The attack in Rosh Ha’ayin rocked a neighborhood populated by senior Israeli army and police officers, including National Police Chief Shlomo Aharonishki.
Although the city lies just inside the border with the West Bank, residents said they had believed the absence of any attacks in the three-year Palestinian uprising here stemmed from the high presence of police officers, even if they weren’t on duty.
Vladimir Reider, a Russian immigrant violinist with the Israeli Chamber Orchestra, said he had come to a pharmacy in the supermarket to buy medicine and was standing near the cashier when the suicide bomber detonated the explosive.
“I heard the explosion behind me — it was three meters away,” said Mr. Reider, who still was having trouble hearing out of his left ear. “I didn’t know what had happened. Then I saw a young man sprawled on the floor with half his body blown away. He was still alive, but barely.”
The attack is likely to bolster calls in Israel for the government to complete the construction of a security fence between the Palestinians and Israelis. The first section of the fence, completed only two weeks ago, ends just a few miles north of Rosh Ha’ayin.
Ariel Mayor Ron Nachman told Israeli radio that the government should reroute the fence 10 miles into the West Bank to include his town of 17,000, the largest settlement in the northern West Bank.
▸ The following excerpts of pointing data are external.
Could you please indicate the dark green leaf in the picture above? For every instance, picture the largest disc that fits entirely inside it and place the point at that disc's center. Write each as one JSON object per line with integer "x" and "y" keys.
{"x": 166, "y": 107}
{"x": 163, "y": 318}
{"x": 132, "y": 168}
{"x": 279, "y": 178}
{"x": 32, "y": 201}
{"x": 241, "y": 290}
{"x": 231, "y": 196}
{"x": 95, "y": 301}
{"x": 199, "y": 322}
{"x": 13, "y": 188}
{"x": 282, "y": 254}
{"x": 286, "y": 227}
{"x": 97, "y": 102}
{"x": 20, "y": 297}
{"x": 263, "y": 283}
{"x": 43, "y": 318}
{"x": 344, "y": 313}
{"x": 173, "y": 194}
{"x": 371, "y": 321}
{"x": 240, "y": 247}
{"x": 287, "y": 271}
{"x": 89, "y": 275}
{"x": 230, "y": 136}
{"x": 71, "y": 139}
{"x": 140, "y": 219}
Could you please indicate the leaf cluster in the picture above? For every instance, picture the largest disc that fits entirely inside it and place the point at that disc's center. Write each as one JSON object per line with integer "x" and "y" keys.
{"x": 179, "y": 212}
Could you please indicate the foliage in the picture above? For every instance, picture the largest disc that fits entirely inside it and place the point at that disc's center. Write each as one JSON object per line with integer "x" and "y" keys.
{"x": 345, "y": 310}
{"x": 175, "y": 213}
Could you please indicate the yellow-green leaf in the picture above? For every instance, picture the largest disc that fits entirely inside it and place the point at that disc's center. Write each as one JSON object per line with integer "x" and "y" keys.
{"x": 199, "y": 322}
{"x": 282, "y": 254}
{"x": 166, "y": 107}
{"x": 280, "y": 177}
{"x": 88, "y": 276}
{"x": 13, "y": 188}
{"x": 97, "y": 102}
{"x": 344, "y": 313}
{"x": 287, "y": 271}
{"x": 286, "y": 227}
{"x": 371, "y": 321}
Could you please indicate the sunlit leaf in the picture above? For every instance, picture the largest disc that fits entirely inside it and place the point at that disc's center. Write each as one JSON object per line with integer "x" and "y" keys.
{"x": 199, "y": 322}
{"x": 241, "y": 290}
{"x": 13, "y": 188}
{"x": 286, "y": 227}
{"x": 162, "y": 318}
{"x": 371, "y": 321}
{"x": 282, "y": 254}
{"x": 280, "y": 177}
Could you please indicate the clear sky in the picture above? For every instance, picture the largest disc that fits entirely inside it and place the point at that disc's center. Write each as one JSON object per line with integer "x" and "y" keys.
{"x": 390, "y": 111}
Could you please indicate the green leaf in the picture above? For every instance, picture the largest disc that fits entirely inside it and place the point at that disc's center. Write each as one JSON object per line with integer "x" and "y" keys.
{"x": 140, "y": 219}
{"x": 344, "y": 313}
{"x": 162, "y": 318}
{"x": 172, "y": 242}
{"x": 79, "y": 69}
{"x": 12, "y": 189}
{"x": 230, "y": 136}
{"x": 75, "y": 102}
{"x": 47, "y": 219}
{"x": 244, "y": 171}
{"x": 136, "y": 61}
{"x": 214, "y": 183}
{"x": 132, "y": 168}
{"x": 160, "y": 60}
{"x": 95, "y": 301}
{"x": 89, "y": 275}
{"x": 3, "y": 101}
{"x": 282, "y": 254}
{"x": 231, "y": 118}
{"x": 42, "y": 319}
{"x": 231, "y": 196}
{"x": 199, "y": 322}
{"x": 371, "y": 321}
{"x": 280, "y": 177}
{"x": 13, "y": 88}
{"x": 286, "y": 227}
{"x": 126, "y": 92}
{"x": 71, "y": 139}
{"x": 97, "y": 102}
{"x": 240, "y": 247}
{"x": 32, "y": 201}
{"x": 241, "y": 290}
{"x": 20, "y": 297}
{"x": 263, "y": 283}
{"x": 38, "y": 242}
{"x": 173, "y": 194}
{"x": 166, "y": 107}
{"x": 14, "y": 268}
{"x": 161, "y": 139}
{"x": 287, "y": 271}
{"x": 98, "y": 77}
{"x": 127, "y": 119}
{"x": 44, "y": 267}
President Bush has said directing the barrier through Palestinian lands in the West Bank would be a “problem.”
Since the end of the war in Iraq and the introduction of the road map peace plan, the mood in Israel has improved, with diners returning to restaurants and consumers spending more on electronic appliances.
But there was little optimism after yesterday’s bombing that the tenuous Palestinian cease-fire would strengthen into a durable period of peace.
“I think the hudna is a show for both sides. Neither side wants peace,” said Omer Ozer, an employee at a candy kiosk next to the supermarket that was bombed. “Now it’s the end of the show.”